Birmingham student with aptitude for teaching choses specialism that allows her to continue changing lives



Parese Ahmed, a final-year BSc Health and Social Care student at UWTSD’s Birmingham campus, had a background in the charity sector before attending university.

While working for the Teenage Cancer Trust, Parese visited schools and colleges to inform young adults of the science behind cancer, signs and symptoms of teenage cancer, healthy lifestyle choices and to promote the charity’s work.

After a while, Parese took a step back from this full-time role when she became a mother, which made her “focus on what I would like my long-term career to be,” she explains. “Going back to education was the right move for me. I knew I wanted to specialise in something important to me.

“I thought back to a heart-touching moment that occurred after doing a presentation at a school. The teacher emailed me following the session to say that a student had gone to see his GP following the information in my presentation and was diagnosed with early-stage cancer.

“It made me realise that I want to make a difference, I need my work to have purpose.”

From that moment, Parese found the career direction she was looking for, and has now set her sights on becoming a Health and Social Care lecturer in a Higher Education environment. “I love the classroom buzz and I am really passionate about the topic,” she says. “I want to inspire people in this community to have the drive and ambition to succeed in the Health and Social Care sector.”

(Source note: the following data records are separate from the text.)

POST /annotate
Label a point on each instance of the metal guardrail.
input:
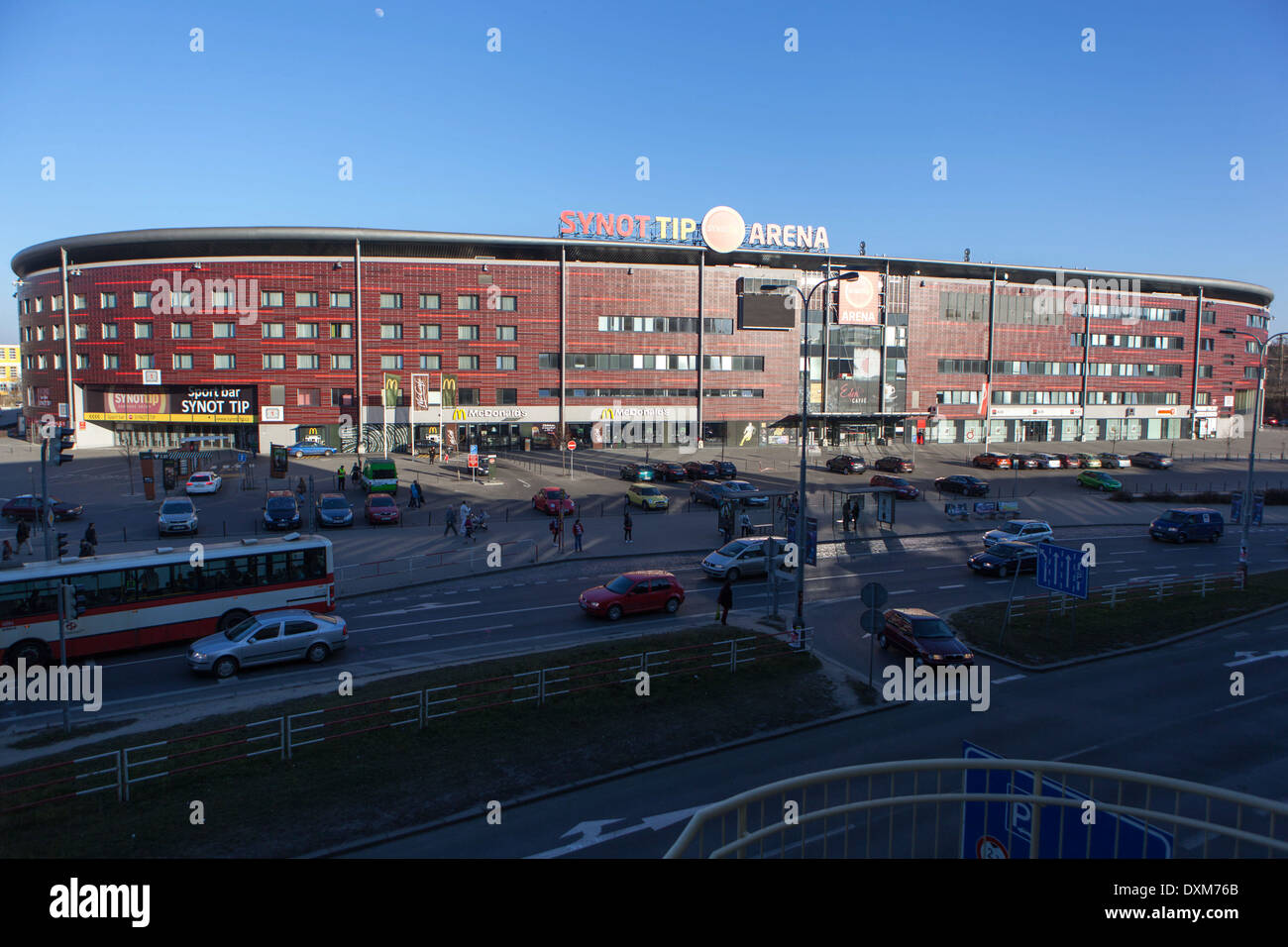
(922, 808)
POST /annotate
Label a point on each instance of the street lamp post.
(799, 622)
(1245, 513)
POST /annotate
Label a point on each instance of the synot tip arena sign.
(721, 230)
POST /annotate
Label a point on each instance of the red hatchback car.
(381, 508)
(549, 499)
(645, 590)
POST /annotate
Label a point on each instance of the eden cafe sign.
(721, 228)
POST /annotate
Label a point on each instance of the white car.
(1019, 531)
(204, 483)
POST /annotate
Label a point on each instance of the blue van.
(1189, 523)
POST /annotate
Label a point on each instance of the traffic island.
(402, 751)
(1046, 631)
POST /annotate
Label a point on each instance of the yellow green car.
(647, 497)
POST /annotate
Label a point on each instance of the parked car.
(281, 510)
(30, 506)
(176, 515)
(380, 476)
(334, 509)
(1099, 479)
(1006, 560)
(925, 637)
(964, 484)
(700, 471)
(999, 462)
(290, 634)
(310, 449)
(1188, 523)
(647, 497)
(1019, 531)
(202, 482)
(902, 488)
(644, 590)
(552, 499)
(668, 471)
(745, 557)
(381, 508)
(893, 464)
(636, 472)
(846, 464)
(1151, 459)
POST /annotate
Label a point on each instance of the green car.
(1099, 479)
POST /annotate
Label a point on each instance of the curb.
(1120, 652)
(540, 795)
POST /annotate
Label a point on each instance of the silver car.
(745, 557)
(269, 638)
(176, 515)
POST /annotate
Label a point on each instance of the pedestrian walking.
(724, 602)
(25, 538)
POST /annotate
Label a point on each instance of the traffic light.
(63, 441)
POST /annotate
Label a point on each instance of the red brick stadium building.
(273, 334)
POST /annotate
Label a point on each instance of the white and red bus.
(153, 596)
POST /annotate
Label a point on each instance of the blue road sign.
(1060, 570)
(1005, 830)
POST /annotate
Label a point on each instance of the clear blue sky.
(1117, 158)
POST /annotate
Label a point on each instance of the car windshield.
(930, 628)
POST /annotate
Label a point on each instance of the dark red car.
(381, 508)
(645, 590)
(550, 499)
(902, 488)
(925, 637)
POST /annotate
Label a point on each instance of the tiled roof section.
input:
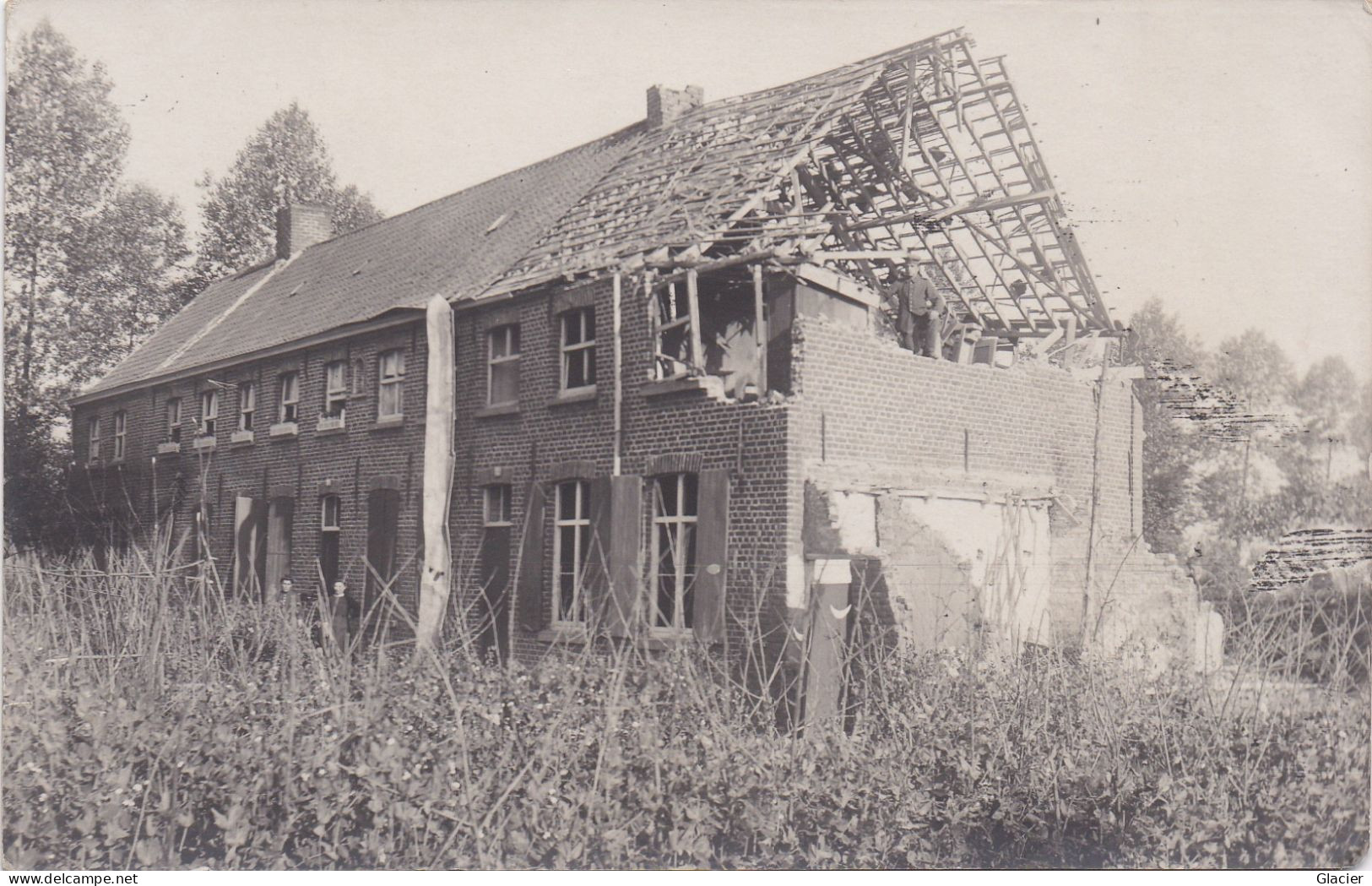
(454, 246)
(685, 182)
(164, 345)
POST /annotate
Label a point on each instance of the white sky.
(1216, 153)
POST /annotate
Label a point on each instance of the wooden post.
(1095, 492)
(435, 582)
(697, 353)
(761, 331)
(619, 380)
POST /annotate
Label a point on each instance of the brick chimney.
(301, 226)
(664, 105)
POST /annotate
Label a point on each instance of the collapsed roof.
(921, 154)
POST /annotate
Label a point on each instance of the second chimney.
(301, 226)
(664, 105)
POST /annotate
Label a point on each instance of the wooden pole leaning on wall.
(437, 579)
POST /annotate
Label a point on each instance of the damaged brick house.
(676, 400)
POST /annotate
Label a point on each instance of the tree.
(1255, 369)
(1169, 448)
(91, 264)
(124, 277)
(65, 145)
(1327, 398)
(285, 162)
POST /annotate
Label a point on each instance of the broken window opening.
(290, 397)
(335, 389)
(578, 349)
(209, 411)
(708, 325)
(175, 420)
(121, 424)
(502, 365)
(673, 351)
(247, 405)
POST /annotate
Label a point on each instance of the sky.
(1216, 154)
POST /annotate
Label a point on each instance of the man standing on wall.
(919, 313)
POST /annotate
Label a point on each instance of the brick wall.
(866, 402)
(746, 439)
(349, 459)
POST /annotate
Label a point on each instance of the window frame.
(505, 492)
(289, 408)
(689, 321)
(324, 514)
(94, 439)
(513, 350)
(247, 405)
(583, 350)
(335, 394)
(579, 527)
(175, 417)
(685, 567)
(209, 413)
(121, 426)
(390, 383)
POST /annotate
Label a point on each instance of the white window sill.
(583, 394)
(567, 633)
(498, 409)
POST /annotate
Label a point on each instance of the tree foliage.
(91, 262)
(285, 162)
(1169, 448)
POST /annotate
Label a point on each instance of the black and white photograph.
(774, 435)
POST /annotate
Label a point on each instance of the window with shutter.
(530, 584)
(279, 523)
(383, 514)
(673, 578)
(331, 527)
(711, 556)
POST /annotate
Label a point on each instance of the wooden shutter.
(280, 516)
(383, 516)
(531, 587)
(245, 553)
(597, 560)
(711, 554)
(626, 584)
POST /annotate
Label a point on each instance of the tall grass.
(154, 720)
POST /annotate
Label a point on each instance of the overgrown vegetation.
(149, 721)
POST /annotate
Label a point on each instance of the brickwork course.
(841, 410)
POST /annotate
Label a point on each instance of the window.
(331, 527)
(390, 402)
(247, 405)
(175, 420)
(496, 505)
(578, 349)
(209, 411)
(290, 397)
(674, 549)
(673, 347)
(502, 378)
(335, 389)
(94, 439)
(571, 549)
(121, 422)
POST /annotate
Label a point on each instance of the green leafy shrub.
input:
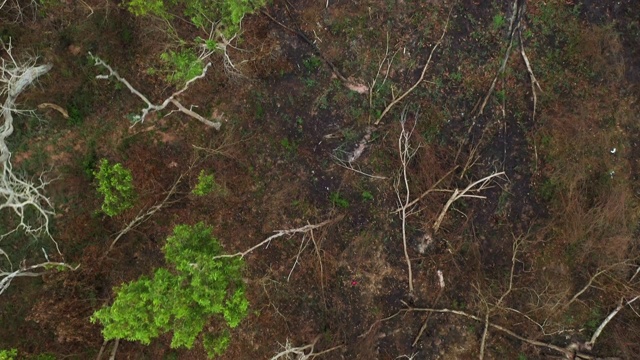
(181, 300)
(184, 65)
(338, 200)
(229, 13)
(115, 183)
(206, 184)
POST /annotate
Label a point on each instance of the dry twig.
(422, 75)
(278, 233)
(171, 99)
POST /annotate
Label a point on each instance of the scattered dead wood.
(171, 99)
(395, 101)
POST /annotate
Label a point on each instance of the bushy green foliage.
(8, 354)
(184, 65)
(228, 13)
(115, 183)
(180, 300)
(206, 184)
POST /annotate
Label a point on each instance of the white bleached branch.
(170, 100)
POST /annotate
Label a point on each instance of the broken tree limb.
(278, 233)
(604, 323)
(478, 185)
(28, 271)
(422, 75)
(532, 77)
(21, 196)
(170, 100)
(518, 9)
(406, 153)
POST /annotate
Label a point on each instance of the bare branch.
(478, 185)
(604, 323)
(171, 99)
(306, 352)
(422, 75)
(406, 153)
(18, 194)
(7, 277)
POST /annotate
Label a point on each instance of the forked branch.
(170, 100)
(278, 233)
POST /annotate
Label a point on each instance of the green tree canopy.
(180, 300)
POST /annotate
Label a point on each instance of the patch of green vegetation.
(10, 354)
(288, 145)
(115, 183)
(498, 22)
(338, 200)
(229, 13)
(180, 301)
(182, 65)
(206, 184)
(216, 345)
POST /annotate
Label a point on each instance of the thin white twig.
(171, 99)
(278, 233)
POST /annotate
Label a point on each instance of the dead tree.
(18, 194)
(158, 107)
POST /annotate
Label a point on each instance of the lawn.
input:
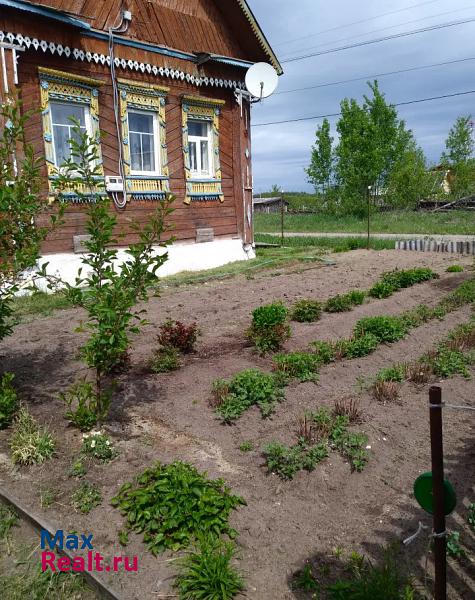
(454, 222)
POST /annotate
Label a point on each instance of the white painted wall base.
(182, 257)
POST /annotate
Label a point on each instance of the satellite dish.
(261, 80)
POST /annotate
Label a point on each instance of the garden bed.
(167, 417)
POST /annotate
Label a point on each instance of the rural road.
(381, 236)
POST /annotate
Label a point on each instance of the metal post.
(369, 217)
(437, 452)
(282, 217)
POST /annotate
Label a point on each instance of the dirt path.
(167, 418)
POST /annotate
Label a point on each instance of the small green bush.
(359, 346)
(269, 328)
(165, 360)
(250, 387)
(29, 443)
(301, 365)
(396, 374)
(85, 407)
(382, 289)
(386, 329)
(207, 572)
(86, 497)
(8, 400)
(325, 351)
(174, 505)
(98, 445)
(455, 269)
(341, 303)
(307, 311)
(288, 461)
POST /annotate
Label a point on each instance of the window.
(65, 97)
(63, 128)
(200, 146)
(143, 140)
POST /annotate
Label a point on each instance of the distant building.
(269, 205)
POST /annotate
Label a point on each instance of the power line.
(406, 103)
(383, 39)
(353, 37)
(408, 70)
(312, 35)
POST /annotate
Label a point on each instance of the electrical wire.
(360, 35)
(366, 77)
(121, 28)
(406, 103)
(312, 35)
(395, 36)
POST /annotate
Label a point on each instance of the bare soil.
(167, 418)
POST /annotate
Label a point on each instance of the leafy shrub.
(455, 269)
(98, 445)
(85, 406)
(176, 334)
(341, 303)
(359, 346)
(29, 443)
(395, 373)
(207, 572)
(448, 363)
(325, 351)
(381, 289)
(385, 391)
(301, 365)
(269, 329)
(385, 328)
(307, 311)
(173, 505)
(250, 387)
(8, 400)
(287, 462)
(165, 360)
(85, 498)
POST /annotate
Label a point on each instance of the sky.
(281, 152)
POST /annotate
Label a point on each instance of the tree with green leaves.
(320, 171)
(109, 289)
(459, 159)
(21, 205)
(372, 138)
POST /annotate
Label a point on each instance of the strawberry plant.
(174, 505)
(250, 387)
(269, 328)
(175, 334)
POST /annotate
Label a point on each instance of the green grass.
(453, 222)
(340, 244)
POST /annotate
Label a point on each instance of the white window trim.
(197, 139)
(87, 120)
(156, 143)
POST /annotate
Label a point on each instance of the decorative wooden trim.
(146, 97)
(120, 63)
(58, 85)
(209, 109)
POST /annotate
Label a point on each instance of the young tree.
(320, 171)
(372, 138)
(20, 206)
(110, 290)
(460, 143)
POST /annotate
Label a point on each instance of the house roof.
(99, 16)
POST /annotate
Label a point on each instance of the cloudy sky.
(303, 26)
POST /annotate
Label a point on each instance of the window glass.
(61, 114)
(142, 142)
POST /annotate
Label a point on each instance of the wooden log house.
(160, 79)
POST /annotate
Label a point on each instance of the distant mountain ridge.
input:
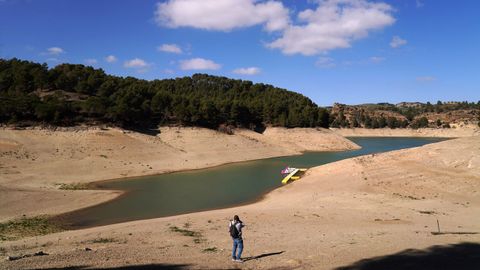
(405, 114)
(68, 94)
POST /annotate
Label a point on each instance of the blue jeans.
(237, 243)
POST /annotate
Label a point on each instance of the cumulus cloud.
(222, 15)
(55, 51)
(247, 71)
(377, 59)
(111, 59)
(426, 79)
(397, 42)
(170, 48)
(91, 61)
(136, 63)
(325, 62)
(199, 64)
(333, 24)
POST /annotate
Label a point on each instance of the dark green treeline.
(71, 94)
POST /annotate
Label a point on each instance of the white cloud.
(170, 48)
(55, 51)
(397, 42)
(136, 63)
(111, 59)
(426, 79)
(199, 64)
(247, 71)
(53, 59)
(377, 59)
(91, 61)
(223, 15)
(333, 24)
(325, 62)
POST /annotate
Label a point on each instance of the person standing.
(235, 228)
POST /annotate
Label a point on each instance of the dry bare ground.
(36, 164)
(367, 212)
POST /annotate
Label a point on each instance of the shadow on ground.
(130, 267)
(461, 256)
(262, 256)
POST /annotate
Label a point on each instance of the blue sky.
(348, 51)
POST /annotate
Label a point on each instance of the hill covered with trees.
(31, 93)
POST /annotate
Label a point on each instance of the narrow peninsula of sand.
(378, 207)
(40, 167)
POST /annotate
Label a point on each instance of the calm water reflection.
(223, 186)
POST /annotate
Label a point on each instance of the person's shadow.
(262, 256)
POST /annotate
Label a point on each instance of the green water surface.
(218, 187)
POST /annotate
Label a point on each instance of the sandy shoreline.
(370, 206)
(35, 163)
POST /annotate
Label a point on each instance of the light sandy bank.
(338, 214)
(457, 132)
(33, 163)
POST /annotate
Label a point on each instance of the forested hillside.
(31, 93)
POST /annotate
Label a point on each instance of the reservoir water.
(218, 187)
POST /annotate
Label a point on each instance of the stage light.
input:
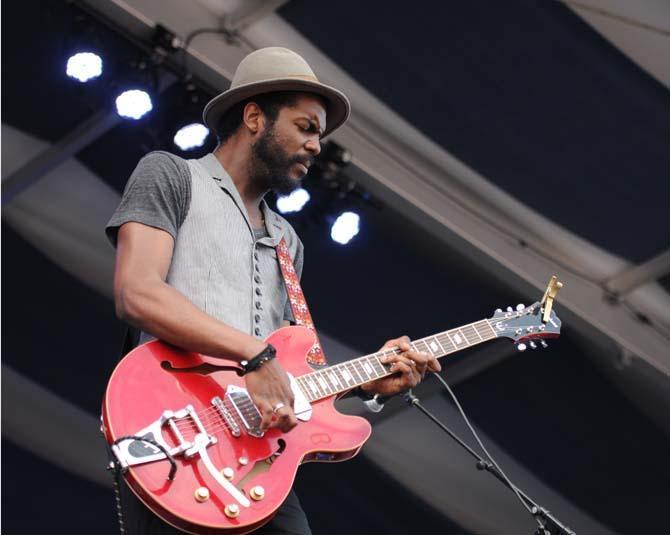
(191, 136)
(346, 226)
(133, 104)
(293, 202)
(84, 66)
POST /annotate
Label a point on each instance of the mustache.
(307, 161)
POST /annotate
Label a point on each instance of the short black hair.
(269, 103)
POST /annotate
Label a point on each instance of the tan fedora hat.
(276, 69)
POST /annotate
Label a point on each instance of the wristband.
(253, 364)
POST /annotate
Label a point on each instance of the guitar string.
(356, 364)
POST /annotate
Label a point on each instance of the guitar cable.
(481, 464)
(115, 468)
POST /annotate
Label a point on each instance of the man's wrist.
(373, 401)
(254, 363)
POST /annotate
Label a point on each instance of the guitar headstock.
(525, 325)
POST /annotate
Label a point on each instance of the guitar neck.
(352, 373)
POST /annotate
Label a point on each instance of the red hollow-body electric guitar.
(230, 476)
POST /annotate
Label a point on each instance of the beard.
(271, 164)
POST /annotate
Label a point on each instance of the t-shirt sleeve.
(298, 261)
(158, 194)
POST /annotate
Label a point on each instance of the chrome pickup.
(226, 416)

She plans to complete a Master's in Health Policy with UWTSD then a teaching qualification to get her career journey underway: “I want to educate people on how to help the most vulnerable people within society, and open their eyes to the theory, policy and legislation that governs health and social care practice in the UK.”

A particular favourite module for Parese was 'The Older Person: Living in Care', which she says has “opened my eyes to the challenges that carers face and inspired me to take up weekend work as a healthcare assistant – so that when I start teaching, my content will be enhanced through first-hand experience on the frontline.”

To others who share the same interest, she urges: “If you want to make a real difference in the community then this course is for you! The modules cover a range of topics from children and family social work, mental health and psychopathology as well as workplace skills and character development, so that when you finish your degree you know who you are and where you're going.”

“The course has helped me recognise my strengths and provided me with the confidence I needed to return to the workplace after maternity leave. Raising children can really take its toll on you, but I found that studying with UWTSD has given me an additional purpose: it’s provided the opportunity to push myself professionally and make career choices that allow me to make a difference in our community.”